Schuhmachers Familien-Kolumne

Meine Frau grinst immer ein wenig gehässig, wenn ich mich gelegentlich, wirklich nicht oft, jedenfalls nicht täglich, vor dem großen Spiegel in ihrem Zimmer inspiziere. Gedämpftes Licht und fortgeschrittene Fehlsichtigkeit mildern meine Verzweiflung – an guten Tagen. An schlechten sagt meine Frau: „Ich liebe dich, auch wenn du alt wirst.“ Eine nett gemeinte Hinrichtung. Alt? Ich? Quatsch. Alt sind nur die anderen, ich bin ein Mann in den besten Jahren. Was leider auch nur eine Chiffre ist für Verfall, Inkontinenz, Rollator.

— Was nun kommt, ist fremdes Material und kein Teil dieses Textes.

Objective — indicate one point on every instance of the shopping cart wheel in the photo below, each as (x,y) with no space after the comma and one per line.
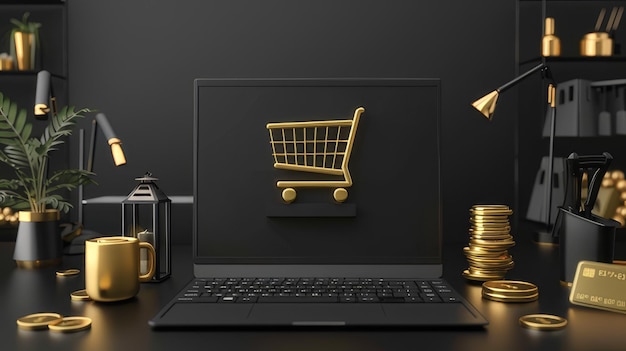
(340,194)
(289,194)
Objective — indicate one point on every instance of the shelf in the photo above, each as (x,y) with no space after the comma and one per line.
(27,74)
(580,59)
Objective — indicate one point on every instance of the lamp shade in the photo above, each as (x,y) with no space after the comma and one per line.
(112,139)
(487,104)
(42,94)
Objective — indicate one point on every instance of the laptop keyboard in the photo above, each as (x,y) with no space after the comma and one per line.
(327,290)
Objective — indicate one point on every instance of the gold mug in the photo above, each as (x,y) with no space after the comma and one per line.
(112,267)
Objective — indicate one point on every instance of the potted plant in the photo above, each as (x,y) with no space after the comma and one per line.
(24,41)
(34,188)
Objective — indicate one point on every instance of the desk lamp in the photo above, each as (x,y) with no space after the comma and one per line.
(487,105)
(116,151)
(45,101)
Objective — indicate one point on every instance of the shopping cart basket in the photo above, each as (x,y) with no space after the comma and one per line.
(314,146)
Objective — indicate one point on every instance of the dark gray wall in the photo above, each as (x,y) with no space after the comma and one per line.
(136,61)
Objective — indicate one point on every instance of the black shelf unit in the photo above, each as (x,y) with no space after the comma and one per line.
(573,19)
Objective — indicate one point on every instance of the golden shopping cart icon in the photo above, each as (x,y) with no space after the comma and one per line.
(314,146)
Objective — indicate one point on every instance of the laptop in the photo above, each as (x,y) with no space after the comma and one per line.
(317,204)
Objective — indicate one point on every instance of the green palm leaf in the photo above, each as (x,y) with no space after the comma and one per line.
(28,157)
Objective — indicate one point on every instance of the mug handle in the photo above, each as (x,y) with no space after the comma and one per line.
(151,261)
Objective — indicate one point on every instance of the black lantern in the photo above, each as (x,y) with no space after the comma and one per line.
(146,215)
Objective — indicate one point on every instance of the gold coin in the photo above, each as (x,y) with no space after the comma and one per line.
(494,230)
(482,248)
(494,272)
(71,324)
(493,211)
(490,207)
(480,252)
(80,295)
(543,322)
(504,298)
(491,236)
(510,286)
(67,272)
(487,218)
(489,262)
(38,320)
(480,277)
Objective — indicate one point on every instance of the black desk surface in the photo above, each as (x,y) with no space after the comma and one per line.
(123,326)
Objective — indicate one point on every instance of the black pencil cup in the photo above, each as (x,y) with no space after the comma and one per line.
(584,239)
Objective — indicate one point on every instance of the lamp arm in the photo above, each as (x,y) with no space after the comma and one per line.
(541,66)
(115,143)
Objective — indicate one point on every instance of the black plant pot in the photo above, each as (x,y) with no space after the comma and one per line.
(38,243)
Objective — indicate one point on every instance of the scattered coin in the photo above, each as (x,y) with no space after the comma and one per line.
(68,272)
(71,324)
(80,295)
(510,287)
(38,320)
(543,322)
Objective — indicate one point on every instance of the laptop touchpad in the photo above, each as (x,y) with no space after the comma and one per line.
(316,313)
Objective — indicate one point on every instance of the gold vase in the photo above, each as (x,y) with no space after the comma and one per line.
(38,243)
(24,50)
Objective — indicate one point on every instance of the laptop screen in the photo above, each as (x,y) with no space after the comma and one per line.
(357,183)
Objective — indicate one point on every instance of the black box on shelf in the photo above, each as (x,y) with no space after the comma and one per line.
(576,106)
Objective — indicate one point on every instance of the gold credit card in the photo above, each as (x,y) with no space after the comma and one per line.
(600,285)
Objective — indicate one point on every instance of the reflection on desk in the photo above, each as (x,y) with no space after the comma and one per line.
(123,325)
(176,199)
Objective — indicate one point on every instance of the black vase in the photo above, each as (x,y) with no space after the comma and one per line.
(38,243)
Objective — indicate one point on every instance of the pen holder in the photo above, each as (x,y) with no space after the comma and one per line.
(584,239)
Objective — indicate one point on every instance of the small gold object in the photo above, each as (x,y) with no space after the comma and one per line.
(112,267)
(68,272)
(38,320)
(80,295)
(315,146)
(543,322)
(599,285)
(71,324)
(510,291)
(550,43)
(490,238)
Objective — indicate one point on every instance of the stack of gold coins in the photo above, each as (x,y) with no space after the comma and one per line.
(510,291)
(490,239)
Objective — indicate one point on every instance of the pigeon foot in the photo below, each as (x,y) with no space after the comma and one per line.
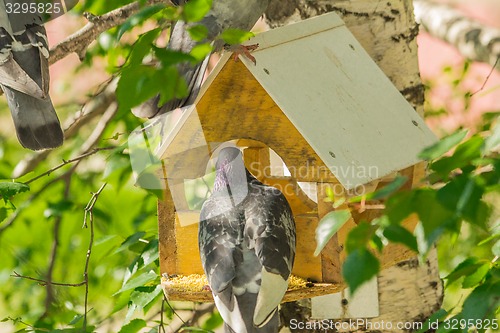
(243,50)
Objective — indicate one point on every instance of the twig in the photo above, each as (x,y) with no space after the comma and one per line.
(161,326)
(45,282)
(487,77)
(80,40)
(49,298)
(73,160)
(89,212)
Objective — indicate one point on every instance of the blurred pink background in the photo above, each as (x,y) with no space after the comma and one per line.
(434,56)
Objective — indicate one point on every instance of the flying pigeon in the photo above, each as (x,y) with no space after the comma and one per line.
(224,14)
(24,78)
(247,246)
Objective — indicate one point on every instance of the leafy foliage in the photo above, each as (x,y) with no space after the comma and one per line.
(463,183)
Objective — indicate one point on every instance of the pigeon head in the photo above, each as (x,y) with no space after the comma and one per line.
(230,171)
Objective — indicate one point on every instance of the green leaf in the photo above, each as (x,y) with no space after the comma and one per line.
(75,320)
(442,146)
(201,51)
(482,302)
(384,192)
(195,10)
(399,234)
(3,213)
(174,87)
(235,36)
(170,58)
(436,317)
(465,268)
(143,46)
(399,206)
(492,142)
(328,226)
(434,217)
(58,208)
(134,326)
(463,196)
(474,279)
(131,240)
(138,281)
(137,84)
(359,237)
(10,189)
(214,321)
(359,267)
(463,156)
(138,18)
(142,296)
(496,249)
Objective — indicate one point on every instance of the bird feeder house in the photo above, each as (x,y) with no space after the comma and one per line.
(317,100)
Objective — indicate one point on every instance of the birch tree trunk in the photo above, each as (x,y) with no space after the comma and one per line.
(472,39)
(408,292)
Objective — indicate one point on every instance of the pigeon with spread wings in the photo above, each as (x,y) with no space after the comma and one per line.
(247,246)
(224,14)
(24,78)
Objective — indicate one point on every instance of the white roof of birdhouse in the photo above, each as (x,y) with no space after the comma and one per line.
(337,97)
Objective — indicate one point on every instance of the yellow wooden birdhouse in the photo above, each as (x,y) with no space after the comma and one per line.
(316,103)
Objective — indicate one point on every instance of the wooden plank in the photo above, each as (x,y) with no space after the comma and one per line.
(330,259)
(166,234)
(298,200)
(249,116)
(357,121)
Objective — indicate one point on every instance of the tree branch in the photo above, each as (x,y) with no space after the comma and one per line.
(474,40)
(89,212)
(80,40)
(76,159)
(45,282)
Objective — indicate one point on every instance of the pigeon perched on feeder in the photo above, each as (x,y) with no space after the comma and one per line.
(233,14)
(24,78)
(247,246)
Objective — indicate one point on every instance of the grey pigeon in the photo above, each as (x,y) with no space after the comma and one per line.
(24,78)
(247,246)
(224,14)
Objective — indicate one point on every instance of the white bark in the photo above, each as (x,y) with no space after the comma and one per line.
(474,40)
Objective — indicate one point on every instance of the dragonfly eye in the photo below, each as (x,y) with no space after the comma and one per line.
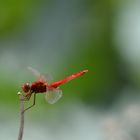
(26,87)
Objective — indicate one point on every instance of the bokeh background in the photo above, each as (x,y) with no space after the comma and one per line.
(61,37)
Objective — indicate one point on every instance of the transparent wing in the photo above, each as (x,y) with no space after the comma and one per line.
(37,74)
(52,96)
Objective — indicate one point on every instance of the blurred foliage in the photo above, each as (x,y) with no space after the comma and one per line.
(14,14)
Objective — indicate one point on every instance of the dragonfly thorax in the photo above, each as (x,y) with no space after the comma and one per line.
(38,87)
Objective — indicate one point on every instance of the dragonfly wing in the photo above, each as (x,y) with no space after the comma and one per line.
(37,74)
(52,96)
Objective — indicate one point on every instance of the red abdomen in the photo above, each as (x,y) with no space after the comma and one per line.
(38,87)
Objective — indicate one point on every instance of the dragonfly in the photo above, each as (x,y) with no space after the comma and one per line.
(52,91)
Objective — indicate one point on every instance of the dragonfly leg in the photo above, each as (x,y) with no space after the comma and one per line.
(33,102)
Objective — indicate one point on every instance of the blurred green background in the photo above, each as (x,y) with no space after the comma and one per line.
(61,37)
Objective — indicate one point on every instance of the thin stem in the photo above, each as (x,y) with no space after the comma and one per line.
(21,129)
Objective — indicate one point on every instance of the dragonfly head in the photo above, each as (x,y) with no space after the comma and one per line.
(26,87)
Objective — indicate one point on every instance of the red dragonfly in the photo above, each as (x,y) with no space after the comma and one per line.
(52,91)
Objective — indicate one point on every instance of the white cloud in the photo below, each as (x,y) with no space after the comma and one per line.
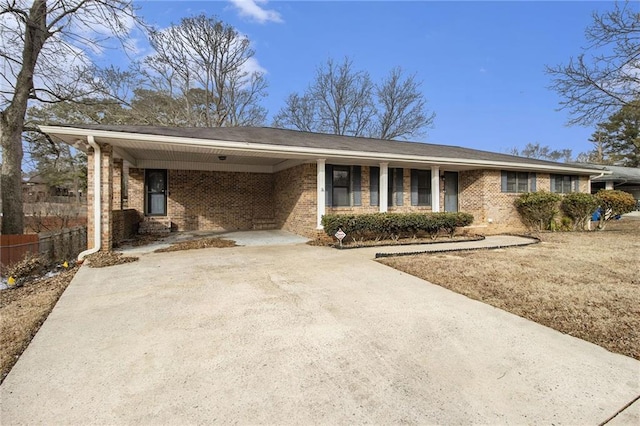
(253,9)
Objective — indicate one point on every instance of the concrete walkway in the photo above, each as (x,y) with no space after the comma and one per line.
(490,242)
(296,334)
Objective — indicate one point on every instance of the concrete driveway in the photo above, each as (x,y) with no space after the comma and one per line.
(300,334)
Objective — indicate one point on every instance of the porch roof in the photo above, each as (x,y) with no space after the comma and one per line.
(264,149)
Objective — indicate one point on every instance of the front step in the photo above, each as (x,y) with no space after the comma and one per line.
(155,225)
(264,224)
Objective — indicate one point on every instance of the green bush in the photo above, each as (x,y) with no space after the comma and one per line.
(538,209)
(579,206)
(613,203)
(395,225)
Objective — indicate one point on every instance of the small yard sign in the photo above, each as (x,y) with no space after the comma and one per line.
(340,235)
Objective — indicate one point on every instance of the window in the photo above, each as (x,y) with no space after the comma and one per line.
(563,184)
(342,186)
(396,187)
(374,186)
(517,182)
(420,187)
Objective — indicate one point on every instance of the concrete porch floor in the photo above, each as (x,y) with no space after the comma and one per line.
(242,238)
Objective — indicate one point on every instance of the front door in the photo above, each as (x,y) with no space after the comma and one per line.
(156,192)
(450,191)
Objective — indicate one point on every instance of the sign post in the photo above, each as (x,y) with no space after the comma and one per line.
(340,235)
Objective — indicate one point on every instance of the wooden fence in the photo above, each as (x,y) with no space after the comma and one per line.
(56,246)
(13,248)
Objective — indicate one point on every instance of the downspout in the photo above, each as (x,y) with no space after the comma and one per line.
(97,199)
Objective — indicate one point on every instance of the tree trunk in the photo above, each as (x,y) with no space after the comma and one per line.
(12,121)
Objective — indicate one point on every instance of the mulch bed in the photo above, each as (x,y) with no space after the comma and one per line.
(198,244)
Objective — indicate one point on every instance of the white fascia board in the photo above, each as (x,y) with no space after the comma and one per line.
(311,153)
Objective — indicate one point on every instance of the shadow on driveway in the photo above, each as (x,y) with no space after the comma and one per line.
(298,334)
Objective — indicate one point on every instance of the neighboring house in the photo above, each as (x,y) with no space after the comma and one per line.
(258,178)
(37,189)
(622,178)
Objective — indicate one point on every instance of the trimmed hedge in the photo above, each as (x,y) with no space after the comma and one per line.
(395,225)
(579,206)
(538,209)
(613,203)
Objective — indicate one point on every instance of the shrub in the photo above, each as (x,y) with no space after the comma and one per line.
(579,206)
(395,225)
(538,209)
(613,203)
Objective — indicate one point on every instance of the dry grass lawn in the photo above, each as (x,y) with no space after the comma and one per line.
(586,284)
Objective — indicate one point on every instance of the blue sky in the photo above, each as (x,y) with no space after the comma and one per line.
(481,63)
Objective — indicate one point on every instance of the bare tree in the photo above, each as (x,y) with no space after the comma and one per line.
(206,64)
(542,152)
(606,76)
(344,101)
(38,42)
(403,111)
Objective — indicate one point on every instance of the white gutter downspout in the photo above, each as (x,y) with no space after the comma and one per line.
(97,199)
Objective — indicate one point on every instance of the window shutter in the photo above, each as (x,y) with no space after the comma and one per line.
(328,185)
(356,184)
(532,182)
(374,186)
(414,187)
(398,181)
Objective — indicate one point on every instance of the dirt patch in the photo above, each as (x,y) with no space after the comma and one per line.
(586,284)
(23,310)
(347,244)
(103,259)
(198,244)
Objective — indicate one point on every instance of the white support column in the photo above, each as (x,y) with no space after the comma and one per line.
(384,187)
(320,177)
(435,189)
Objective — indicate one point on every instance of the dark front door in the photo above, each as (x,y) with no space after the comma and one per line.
(156,192)
(450,191)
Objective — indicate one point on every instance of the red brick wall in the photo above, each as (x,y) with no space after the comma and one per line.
(124,225)
(295,199)
(225,200)
(493,210)
(208,200)
(106,186)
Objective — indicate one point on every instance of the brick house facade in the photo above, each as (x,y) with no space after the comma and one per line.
(257,178)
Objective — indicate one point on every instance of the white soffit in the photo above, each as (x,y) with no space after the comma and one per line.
(143,142)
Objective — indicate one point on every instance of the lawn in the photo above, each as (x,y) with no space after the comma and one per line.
(586,284)
(23,310)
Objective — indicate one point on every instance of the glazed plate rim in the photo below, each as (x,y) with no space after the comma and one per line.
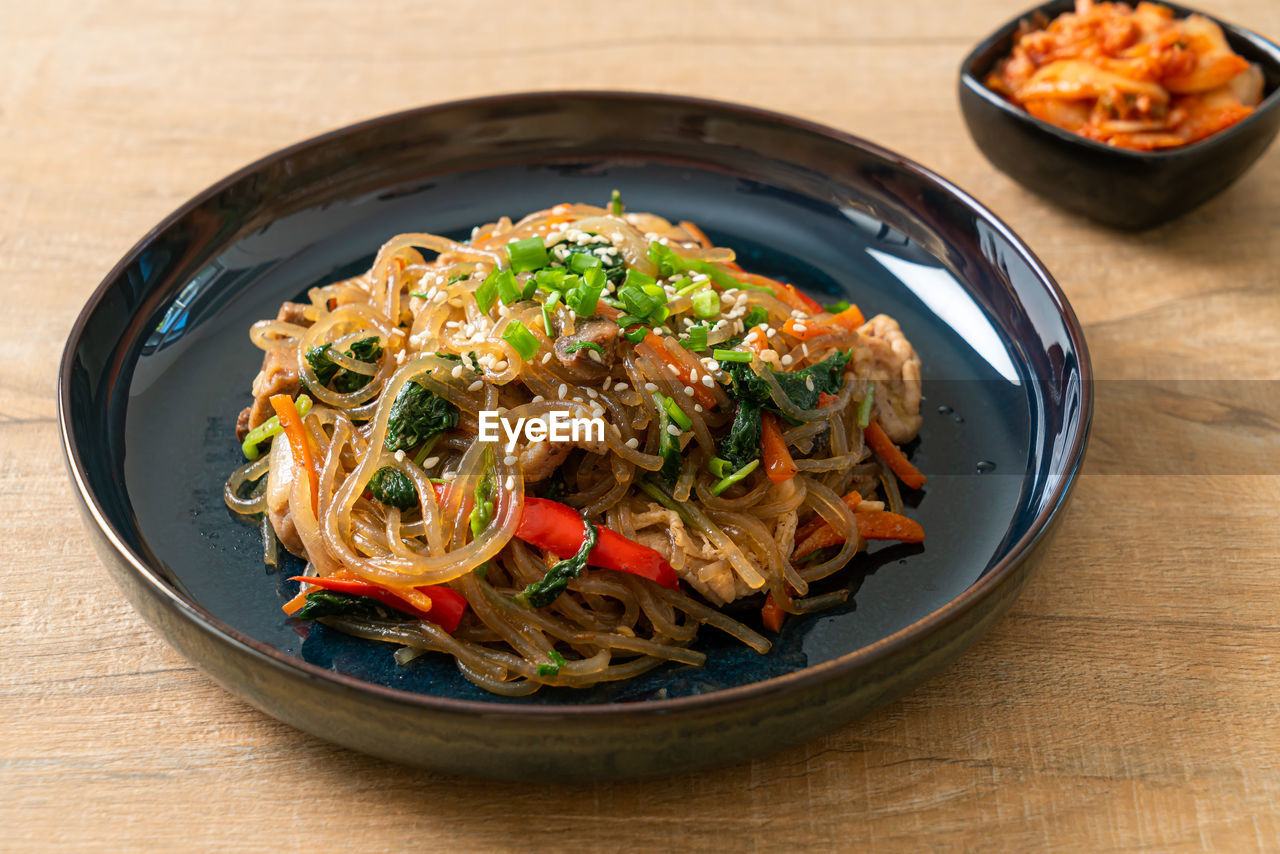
(265,653)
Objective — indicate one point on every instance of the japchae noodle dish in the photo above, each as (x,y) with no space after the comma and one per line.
(557,450)
(1133,77)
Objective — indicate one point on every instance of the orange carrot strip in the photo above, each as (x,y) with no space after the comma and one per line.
(872,524)
(300,444)
(787,293)
(822,538)
(807,328)
(777,460)
(890,453)
(849,319)
(883,525)
(296,603)
(853,499)
(700,392)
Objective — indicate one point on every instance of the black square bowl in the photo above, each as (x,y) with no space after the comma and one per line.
(1114,186)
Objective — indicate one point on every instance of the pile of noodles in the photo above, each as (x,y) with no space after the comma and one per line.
(608,625)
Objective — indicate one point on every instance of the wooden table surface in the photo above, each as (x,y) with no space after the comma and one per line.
(1128,702)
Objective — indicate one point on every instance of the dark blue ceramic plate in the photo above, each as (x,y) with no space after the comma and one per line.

Die Angst vor dem Alter sei schlimmer als das Altern selbst, warnen Gerontologen. „Das Alter entgiften“, hat der selige Frank Schirrmacher in seinem Bestseller „Das Methusalem-Komplott“ gefordert. Entgiften, das hat mit Aufbruch zu tun, mit fröhlichem Weitermachen. Aber wie geht das – Alters-Detox? Die Küchenpsychologin aus der Frauenzeitschrift rät zum aktiven Selbstbild. Wie geht das? Ganz einfach: Ich werde nicht passiv gealtert vom Leben, sondern gestalte meine Restlaufzeit, wenigstens dort, wo ich noch Einfluss darauf habe. Mühsam, aber wahr: Wir sind die Chefs unseres eigenen Lebens, verantwortlich für unsere Gedanken, unsere Sprache, unsere Neugier und unsere Bereitschaft zum Miteinander. Hier schlummern wertvolle wie kostenlose mentale Zusatzrenten, die wir ohne Nebenwirkungen jederzeit positiv aktivieren können. Ein gutes Wort, eine schöne Erfahrung haben bereits die Kraft, unser neuronales System zu befeuern. Fortschritt, Heilung, Wachstum sind in jeder Lebensphase möglich – nur vor demSpiegel nicht, wenn die Panik wieder angekrochen kommt.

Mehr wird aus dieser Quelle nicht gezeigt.